Jerope was not a mission boy; he despised their kind for a lot of sissies. Once when we were inspecting Ninigo away up in the northeast we had with us a well-known English anthropologist, nephew of a great one. Like the Catholic missionaries he had a soft voice and a full beard. He was far too dainty. The Australians called him “Birdie” because he wore a feather in his Alpine hat. Birdie shrank from cold baths, so every morning he minced back and forth across the deck, carrying a little bowl of hot water for his tub. Once when the bowl-bearing Birdie minced by, Jerope turned and spat into the sea. “Him mission!” he growled.
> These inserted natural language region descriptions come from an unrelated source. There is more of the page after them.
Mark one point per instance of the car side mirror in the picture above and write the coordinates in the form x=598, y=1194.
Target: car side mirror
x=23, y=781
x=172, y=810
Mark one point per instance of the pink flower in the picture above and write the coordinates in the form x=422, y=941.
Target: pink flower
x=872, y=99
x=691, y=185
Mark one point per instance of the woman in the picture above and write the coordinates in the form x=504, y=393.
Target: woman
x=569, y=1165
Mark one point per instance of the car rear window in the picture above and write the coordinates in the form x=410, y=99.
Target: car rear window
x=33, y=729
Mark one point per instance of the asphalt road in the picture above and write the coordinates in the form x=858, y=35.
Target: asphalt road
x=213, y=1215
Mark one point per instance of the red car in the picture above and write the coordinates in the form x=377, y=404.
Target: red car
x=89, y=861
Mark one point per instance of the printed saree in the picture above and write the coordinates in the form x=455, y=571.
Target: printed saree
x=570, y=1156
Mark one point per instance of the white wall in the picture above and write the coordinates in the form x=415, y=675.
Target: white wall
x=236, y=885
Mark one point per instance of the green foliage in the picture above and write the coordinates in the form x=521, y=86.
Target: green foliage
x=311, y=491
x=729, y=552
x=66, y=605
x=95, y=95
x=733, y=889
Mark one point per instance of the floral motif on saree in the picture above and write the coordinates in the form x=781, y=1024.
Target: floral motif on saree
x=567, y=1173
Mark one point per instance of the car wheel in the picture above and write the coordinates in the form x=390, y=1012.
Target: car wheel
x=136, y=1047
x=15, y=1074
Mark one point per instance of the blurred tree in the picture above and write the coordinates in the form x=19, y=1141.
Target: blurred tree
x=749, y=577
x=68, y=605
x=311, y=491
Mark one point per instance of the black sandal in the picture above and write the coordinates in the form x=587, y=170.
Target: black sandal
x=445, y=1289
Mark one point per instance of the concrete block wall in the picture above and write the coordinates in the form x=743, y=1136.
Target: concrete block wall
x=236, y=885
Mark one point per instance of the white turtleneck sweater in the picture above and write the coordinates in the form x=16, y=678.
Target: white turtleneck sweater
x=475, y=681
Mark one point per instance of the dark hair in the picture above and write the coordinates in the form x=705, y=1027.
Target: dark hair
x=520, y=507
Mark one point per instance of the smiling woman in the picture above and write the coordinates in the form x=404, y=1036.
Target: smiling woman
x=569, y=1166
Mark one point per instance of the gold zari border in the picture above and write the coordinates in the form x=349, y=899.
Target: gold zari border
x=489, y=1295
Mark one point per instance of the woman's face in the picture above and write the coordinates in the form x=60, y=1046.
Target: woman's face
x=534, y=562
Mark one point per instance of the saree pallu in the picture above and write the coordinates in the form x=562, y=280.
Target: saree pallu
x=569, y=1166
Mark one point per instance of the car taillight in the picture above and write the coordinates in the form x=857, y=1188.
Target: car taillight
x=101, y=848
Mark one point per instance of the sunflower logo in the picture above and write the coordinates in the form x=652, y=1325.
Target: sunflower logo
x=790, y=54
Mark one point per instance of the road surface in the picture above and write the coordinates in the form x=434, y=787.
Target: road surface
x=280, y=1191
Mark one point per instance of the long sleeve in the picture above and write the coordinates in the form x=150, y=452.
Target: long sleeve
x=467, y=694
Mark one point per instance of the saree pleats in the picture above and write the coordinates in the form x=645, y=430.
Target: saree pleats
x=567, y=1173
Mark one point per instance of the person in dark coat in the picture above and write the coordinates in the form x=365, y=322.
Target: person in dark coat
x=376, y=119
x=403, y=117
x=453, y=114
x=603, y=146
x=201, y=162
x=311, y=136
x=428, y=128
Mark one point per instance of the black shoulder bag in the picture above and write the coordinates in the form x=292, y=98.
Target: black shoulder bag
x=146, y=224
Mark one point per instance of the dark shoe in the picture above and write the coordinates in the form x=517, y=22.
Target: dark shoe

From a medical point of view the Ninigo group was interesting. I made a count of palpable spleens and found an index of 54 per cent; considerable malaria for so remote a spot. In fact this was about the same proportion that I found among the assorted natives brought to the hospital in Rabaul. Hookworm, on the other hand, was only 8.4 per cent as against 74.2 for the whole Territory. Why? Because the group was made up of narrow atolls, where the beaches were the latrines and the tide carried the infecting material away. Malaria and elephantiasis are both mosquito diseases (if you can call elephantiasis a disease—it is merely a symptom of filarial infection). On one of the islands here I saw a woman’s breasts so enlarged that when she sat they touched the ground.

Ninigo might serve as a type example of a region with no protection against the insect carriers that are today scattering plague among all the sons of Adam. Rapid transit, open ports, borders wide open.... It’s the same old story, to us of the Health Service.